Andy Black

Personal information
- Full name: Andrew Black
- Date of birth: 23 September 1917
- Place of birth: Stirling, Scotland
- Date of death: 16 October 1989 (aged 72)
- Place of death: Bannockburn, Scotland
- Height: 5 ft 11 in (1.80 m)
- Position(s): Inside forward

Youth career
- West End Rangers

Senior career*
- Years: Team / Apps / (Gls)
- Shawfield
- 1935–1939: Heart of Midlothian / 136 / (105)
- 1946–1950: Manchester City / 139 / (47)
- 1950–1953: Stockport County / 94 / (38)

International career
- 1937–1938: Scottish Football League XI / 2 / (3)
- 1937–1938: Scotland / 3 / (3)
- 1942–1945: Scotland (wartime) / 6 / (5)

= Andy Black (footballer) =

Scottish footballer (1917–1989)

Andrew Black (23 September 1917 – 16 February 1989) was a Scottish footballer, who played as an inside forward. He was born in Stirling.
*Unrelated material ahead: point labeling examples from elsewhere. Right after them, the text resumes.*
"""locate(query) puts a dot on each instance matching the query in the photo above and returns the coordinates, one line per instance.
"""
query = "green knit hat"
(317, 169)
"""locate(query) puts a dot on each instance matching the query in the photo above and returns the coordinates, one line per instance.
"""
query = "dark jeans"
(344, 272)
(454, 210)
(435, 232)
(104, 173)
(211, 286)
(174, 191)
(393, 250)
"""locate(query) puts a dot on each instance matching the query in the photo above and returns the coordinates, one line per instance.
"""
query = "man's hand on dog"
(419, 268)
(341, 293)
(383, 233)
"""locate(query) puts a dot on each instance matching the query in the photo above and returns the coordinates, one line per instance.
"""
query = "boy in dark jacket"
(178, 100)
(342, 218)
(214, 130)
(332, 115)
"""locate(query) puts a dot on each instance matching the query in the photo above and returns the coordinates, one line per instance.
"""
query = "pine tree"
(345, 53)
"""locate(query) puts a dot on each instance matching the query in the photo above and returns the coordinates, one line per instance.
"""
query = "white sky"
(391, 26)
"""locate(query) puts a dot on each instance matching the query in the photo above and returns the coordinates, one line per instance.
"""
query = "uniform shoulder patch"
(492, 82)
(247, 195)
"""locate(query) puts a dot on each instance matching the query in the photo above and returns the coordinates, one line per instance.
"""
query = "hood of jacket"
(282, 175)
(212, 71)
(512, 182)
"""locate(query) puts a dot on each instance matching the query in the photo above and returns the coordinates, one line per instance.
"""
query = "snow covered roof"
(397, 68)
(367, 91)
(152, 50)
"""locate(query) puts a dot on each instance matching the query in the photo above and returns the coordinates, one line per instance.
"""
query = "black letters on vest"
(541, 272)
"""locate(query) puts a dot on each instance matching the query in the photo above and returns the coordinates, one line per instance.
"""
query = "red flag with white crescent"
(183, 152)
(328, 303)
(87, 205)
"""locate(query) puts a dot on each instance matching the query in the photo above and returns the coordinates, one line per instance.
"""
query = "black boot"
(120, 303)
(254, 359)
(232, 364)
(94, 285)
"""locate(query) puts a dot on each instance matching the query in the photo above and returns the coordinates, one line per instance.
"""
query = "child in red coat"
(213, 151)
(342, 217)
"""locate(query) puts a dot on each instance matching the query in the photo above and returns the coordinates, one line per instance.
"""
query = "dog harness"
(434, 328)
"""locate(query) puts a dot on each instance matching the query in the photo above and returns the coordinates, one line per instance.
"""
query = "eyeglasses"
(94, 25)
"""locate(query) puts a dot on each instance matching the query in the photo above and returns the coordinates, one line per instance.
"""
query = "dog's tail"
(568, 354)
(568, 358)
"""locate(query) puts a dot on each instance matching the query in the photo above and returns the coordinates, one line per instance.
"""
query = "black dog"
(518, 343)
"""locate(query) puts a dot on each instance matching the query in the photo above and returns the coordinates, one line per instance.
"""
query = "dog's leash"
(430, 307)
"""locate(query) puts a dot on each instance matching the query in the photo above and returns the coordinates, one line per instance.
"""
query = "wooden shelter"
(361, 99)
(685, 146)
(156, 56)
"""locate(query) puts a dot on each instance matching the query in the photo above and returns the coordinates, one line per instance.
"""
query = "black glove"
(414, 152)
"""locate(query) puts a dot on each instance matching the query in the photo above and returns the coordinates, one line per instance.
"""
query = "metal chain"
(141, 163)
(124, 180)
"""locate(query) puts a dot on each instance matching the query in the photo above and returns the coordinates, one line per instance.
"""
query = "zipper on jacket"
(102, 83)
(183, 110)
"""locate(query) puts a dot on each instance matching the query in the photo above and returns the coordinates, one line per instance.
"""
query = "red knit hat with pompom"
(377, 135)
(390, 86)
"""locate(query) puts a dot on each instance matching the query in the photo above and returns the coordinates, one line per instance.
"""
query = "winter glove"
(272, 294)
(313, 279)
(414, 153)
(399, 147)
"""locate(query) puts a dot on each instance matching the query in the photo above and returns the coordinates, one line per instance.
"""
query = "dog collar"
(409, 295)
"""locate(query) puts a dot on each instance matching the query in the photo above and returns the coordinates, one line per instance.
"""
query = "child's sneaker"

Black was a prolific scorer with Heart of Midlothian before World War II, scoring 29 goals in 34 games in the 1936–37 season, before finishing as top scorer in the Scottish League with 40 goals in 38 appearances in the following season. He was widely credited the following season as being the first player to score a hat-trick against Rangers at Ibrox;
however this had been first achieved by Willie Wilson, also of Hearts, in October 1915.

Black played as a guest for Chester during the latter stages of the war but the club were unsuccessful in their attempts to sign him permanently.

Black transferred to Manchester City in 1946 and between then and 1950 appeared 139 times and scored 47 goals. In a match during the late 1940s at Maine Road, the Charlton Athletic goalkeeper Sam Bartram sliced a clearance from the edge of his penalty area. Black, stood just inside his own half, headed the ball back over Bartram. City's pitch was 115 yards long so the ball must have travelled nearly sixty yards. He finished his career with Stockport County in 1953.

Black won three caps for the Scotland national football team and six wartime caps, including one game where he had to be carried off of the pitch by Frank Swift after becoming injured.

He died on 16 February 1989 in Bannockburn Hospital.